Content and Structure

The book is organized into sections covering the deployment pipeline, automated testing, infrastructure management, and organizational patterns, referencing case studies from Amazon Web Services, Heroku, Microsoft, IBM and Oracle Corporation. Chapters integrate engineering examples with workflows used at Google and Facebook and discuss automation tools whose provenance traces to projects like Jenkins (software), Docker (software), Puppet (software), Chef (company), Ansible (software), and Kubernetes. Technical content includes explanations of build artifacts, test harnesses, and release strategies, drawing on system design ideas related to CAP theorem and fault tolerance practices discussed in relation to Amazon S3 outages and resilience work by Netflix, Inc.
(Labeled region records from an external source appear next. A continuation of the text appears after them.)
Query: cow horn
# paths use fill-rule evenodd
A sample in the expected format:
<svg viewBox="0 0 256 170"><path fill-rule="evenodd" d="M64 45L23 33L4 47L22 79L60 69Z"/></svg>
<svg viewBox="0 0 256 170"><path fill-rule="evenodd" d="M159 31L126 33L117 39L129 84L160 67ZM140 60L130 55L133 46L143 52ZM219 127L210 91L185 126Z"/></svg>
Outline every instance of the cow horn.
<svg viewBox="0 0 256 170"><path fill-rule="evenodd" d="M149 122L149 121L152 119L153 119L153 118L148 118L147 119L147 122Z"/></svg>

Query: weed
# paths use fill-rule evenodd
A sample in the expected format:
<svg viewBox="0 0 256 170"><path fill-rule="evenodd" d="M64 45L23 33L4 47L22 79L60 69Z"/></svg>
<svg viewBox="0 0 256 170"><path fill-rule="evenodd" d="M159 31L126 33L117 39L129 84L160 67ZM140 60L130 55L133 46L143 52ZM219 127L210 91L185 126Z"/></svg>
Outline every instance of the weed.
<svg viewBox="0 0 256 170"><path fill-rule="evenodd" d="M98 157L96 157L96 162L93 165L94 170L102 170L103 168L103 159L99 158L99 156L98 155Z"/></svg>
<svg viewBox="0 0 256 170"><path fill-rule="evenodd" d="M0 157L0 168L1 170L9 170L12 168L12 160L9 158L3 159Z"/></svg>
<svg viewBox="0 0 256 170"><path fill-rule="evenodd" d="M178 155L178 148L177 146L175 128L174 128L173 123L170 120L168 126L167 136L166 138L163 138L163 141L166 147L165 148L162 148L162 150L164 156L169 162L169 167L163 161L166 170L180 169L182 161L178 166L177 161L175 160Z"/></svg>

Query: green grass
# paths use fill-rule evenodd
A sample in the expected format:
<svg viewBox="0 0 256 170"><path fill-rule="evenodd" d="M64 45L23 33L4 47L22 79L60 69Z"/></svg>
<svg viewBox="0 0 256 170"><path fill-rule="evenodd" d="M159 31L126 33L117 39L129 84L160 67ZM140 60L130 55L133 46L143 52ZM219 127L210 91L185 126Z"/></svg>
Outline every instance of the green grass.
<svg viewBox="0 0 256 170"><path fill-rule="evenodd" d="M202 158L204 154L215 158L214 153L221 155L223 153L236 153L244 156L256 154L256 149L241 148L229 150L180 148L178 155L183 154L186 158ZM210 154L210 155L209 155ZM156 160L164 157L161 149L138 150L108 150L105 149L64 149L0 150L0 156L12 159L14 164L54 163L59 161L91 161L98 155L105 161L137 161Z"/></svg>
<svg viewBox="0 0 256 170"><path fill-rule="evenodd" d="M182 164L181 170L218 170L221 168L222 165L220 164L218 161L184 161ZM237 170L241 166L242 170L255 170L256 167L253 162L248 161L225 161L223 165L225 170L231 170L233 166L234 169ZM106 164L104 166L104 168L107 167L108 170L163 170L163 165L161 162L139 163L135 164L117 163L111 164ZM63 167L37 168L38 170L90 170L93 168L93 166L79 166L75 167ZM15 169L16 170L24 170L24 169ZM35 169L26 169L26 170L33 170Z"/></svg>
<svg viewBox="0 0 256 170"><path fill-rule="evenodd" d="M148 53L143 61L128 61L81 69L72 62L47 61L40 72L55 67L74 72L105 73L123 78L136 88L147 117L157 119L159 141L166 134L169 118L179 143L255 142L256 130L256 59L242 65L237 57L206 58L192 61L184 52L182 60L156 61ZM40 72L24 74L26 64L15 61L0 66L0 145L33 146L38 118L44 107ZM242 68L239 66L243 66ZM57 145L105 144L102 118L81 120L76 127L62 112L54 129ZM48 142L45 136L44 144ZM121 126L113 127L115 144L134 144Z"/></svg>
The structure alternates prescriptive guidance and empirical evaluation, citing patterns that echo principles from Toyota Production System and examples originating at Etsy, Inc. and Mozilla Foundation.

Authors and Contributions

The principal authors, Jez Humble and David Farley, bring backgrounds linking ThoughtWorks consultancy, academia at institutions like University of Cambridge (for Humble) and industrial projects spanning BBC and Siemens AG (for Farley). Contributions also include forewords and endorsements from figures associated with Martin Fowler, Kent Beck, Gene Kim, Nicole Forsgren and J. Paul Reed who have influenced discourse on Continuous integration and DevOps practices. The book consolidates Humble’s work on deployment automation with Farley’s experience in systems engineering and cites collaborative research from teams at Google Research and labs affiliated with MIT and Stanford University.

Reception and Impact

Critical reception included positive reviews in industry publications such as IEEE Software, ACM Queue and journals from O’Reilly Media, and recognition by communities attending DevOpsDays and QCon where practitioners implemented its recommendations. The work influenced curriculum at universities like Carnegie Mellon University and University of California, Berkeley and was cited in reports by McKinsey & Company and Deloitte analyzing software delivery performance. Its principles fed into commercial tooling ecosystems at Atlassian, GitHub, Bitbucket and cloud providers including Google Cloud Platform and Microsoft Azure, and shaped DevOps practices referenced in the State of DevOps Report and remediation strategies following outages at Equifax and Target Corporation.

Editions and Translations

First published by Addison-Wesley in 2010, later printings and a 2014 edition included updates aligning with containerization trends and tools such as Docker and orchestration frameworks like Kubernetes. Translations expanded reach into markets serviced by publishers in countries including Germany, France, Japan, China and Brazil and were used in localized training by consultancies like ThoughtWorks and Accenture. Subsequent editions and companion workshops incorporated material from conferences such as Velocity Conference and DevOpsDays and continued citations in standards discussions at organizations like IEEE and ISO.